Настасья Филипповна схватила в руки пачку.
— Ганька, ко мне мысль пришла: я тебя вознаградить хочу, потому за что же тебе всё-то терять? Рогожин, доползет он на Васильевский за три целковых?
— Доползет!
— Ну, так слушай же, Ганя, я хочу на твою душу в последний раз посмотреть; ты меня сам целые три месяца мучил; теперь мой черед. Видишь ты эту пачку, в ней сто тысяч! Вот я ее сейчас брошу в камин, в огонь, вот при всех, все свидетели! Как только огонь обхватит ее всю, — полезай в камин, но только без перчаток, с голыми руками, и рукава отверни, и тащи пачку из огня! Вытащишь — твоя, все сто тысяч твои! Капельку только пальчики обожжешь, — да ведь сто тысяч, подумай! Долго ли выхватить! А я на душу твою полюбуюсь, как ты за моими деньгами в огонь полезешь. Все свидетели, что пачка будет твоя! А не полезешь, так и сгорит; никого не пущу. Прочь! Все прочь! Мои деньги! Я их за ночь у Рогожина взяла. Мои ли деньги, Рогожин?
— Твои, радость! Твои, королева!
— Ну, так все прочь, что хочу, то и делаю! Не мешать! Фердыщенко, поправьте огонь!
— Настасья Филипповна, руки не подымаются! — отвечал ошеломленный Фердыщенко.
— Э-эх! — крикнула Настасья Филипповна, схватила каминные щипцы, разгребла два тлевшие полена, и чуть только вспыхнул огонь, бросила на него пачку.
Крик раздался кругом; многие даже перекрестились.
— С ума сошла, с ума сошла! — кричали кругом.
— Не… не… связать ли нам ее? — шепнул генерал Птицыну: — или не послать ли… С ума ведь сошла, ведь сошла? Сошла?
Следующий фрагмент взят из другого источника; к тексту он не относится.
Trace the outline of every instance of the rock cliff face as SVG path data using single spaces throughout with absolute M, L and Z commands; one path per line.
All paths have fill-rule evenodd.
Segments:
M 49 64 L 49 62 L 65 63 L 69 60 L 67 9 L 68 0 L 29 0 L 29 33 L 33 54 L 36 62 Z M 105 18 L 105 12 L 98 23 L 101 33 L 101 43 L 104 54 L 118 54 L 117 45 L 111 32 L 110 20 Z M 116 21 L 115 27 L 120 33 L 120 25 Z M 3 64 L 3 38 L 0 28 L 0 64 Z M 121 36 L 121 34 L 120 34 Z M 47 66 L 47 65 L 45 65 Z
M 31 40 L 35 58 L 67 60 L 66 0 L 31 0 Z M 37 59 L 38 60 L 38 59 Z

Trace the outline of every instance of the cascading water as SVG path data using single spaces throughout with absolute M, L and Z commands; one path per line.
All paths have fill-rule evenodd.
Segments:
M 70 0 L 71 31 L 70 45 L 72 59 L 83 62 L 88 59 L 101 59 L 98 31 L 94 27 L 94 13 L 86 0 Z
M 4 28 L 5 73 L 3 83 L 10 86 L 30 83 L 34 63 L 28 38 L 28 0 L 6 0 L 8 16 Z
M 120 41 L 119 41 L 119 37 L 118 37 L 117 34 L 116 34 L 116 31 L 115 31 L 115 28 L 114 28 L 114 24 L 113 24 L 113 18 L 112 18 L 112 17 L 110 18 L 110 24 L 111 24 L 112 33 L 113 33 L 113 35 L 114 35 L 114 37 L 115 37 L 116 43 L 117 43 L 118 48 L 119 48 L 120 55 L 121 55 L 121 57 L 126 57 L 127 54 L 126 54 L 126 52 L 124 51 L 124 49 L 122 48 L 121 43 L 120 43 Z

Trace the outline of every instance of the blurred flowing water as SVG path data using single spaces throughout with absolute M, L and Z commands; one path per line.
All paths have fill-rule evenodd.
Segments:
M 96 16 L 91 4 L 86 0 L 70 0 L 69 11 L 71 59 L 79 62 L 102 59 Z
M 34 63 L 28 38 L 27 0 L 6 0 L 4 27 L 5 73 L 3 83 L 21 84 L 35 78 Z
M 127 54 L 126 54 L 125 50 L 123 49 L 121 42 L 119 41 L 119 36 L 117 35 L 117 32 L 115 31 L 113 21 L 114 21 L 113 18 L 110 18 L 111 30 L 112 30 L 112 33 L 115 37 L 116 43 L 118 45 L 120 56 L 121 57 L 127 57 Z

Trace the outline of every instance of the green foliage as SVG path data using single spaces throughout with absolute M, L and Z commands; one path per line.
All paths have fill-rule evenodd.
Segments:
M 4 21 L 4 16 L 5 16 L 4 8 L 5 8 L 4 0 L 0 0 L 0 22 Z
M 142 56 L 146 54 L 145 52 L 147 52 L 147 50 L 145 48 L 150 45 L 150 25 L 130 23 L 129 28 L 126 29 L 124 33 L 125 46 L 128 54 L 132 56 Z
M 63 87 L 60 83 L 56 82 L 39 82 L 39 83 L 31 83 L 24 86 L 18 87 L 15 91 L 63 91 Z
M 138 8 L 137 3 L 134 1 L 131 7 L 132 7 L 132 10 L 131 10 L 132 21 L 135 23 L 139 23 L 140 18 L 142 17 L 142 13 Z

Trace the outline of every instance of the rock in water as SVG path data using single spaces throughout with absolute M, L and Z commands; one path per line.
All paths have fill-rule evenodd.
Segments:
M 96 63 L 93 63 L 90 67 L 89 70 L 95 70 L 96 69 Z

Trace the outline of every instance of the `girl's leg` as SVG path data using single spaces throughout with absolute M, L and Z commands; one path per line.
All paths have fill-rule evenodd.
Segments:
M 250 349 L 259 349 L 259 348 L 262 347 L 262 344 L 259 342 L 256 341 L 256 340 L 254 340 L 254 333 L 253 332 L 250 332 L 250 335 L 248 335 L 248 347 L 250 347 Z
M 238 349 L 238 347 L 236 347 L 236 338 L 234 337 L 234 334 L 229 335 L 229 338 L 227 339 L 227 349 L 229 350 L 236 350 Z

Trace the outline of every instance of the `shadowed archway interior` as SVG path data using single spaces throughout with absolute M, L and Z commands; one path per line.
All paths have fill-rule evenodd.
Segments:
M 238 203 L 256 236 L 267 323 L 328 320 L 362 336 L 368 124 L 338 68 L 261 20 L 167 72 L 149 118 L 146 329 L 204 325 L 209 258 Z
— Н-нет, это, может быть, не совсем сумасшествие, — прошептал бледный как платок и дрожащий Птицын, не в силах отвести глаз своих от затлевшейся пачки.
— Сумасшедшая? Ведь сумасшедшая? — приставал генерал к Тоцкому.
— Я вам говорил, что колоритная женщина, — пробормотал тоже отчасти побледневший Афанасий Иванович.
— Но ведь, однако ж, сто тысяч!..
— Господи, господи! — раздавалось кругом. Все затеснились вокруг камина, все лезли смотреть, все восклицали… Иные даже вскочили на стулья, чтобы смотреть через головы. Дарья Алексеевна выскочила в другую комнату и в страхе шепталась о чем-то с Катей и с Пашей. Красавица-немка убежала.
— Матушка! Королевна! Всемогущая! — вопил Лебедев, ползая на коленках перед Настасьей Филипповной и простирая руки к камину: — сто тысяч! Сто тысяч!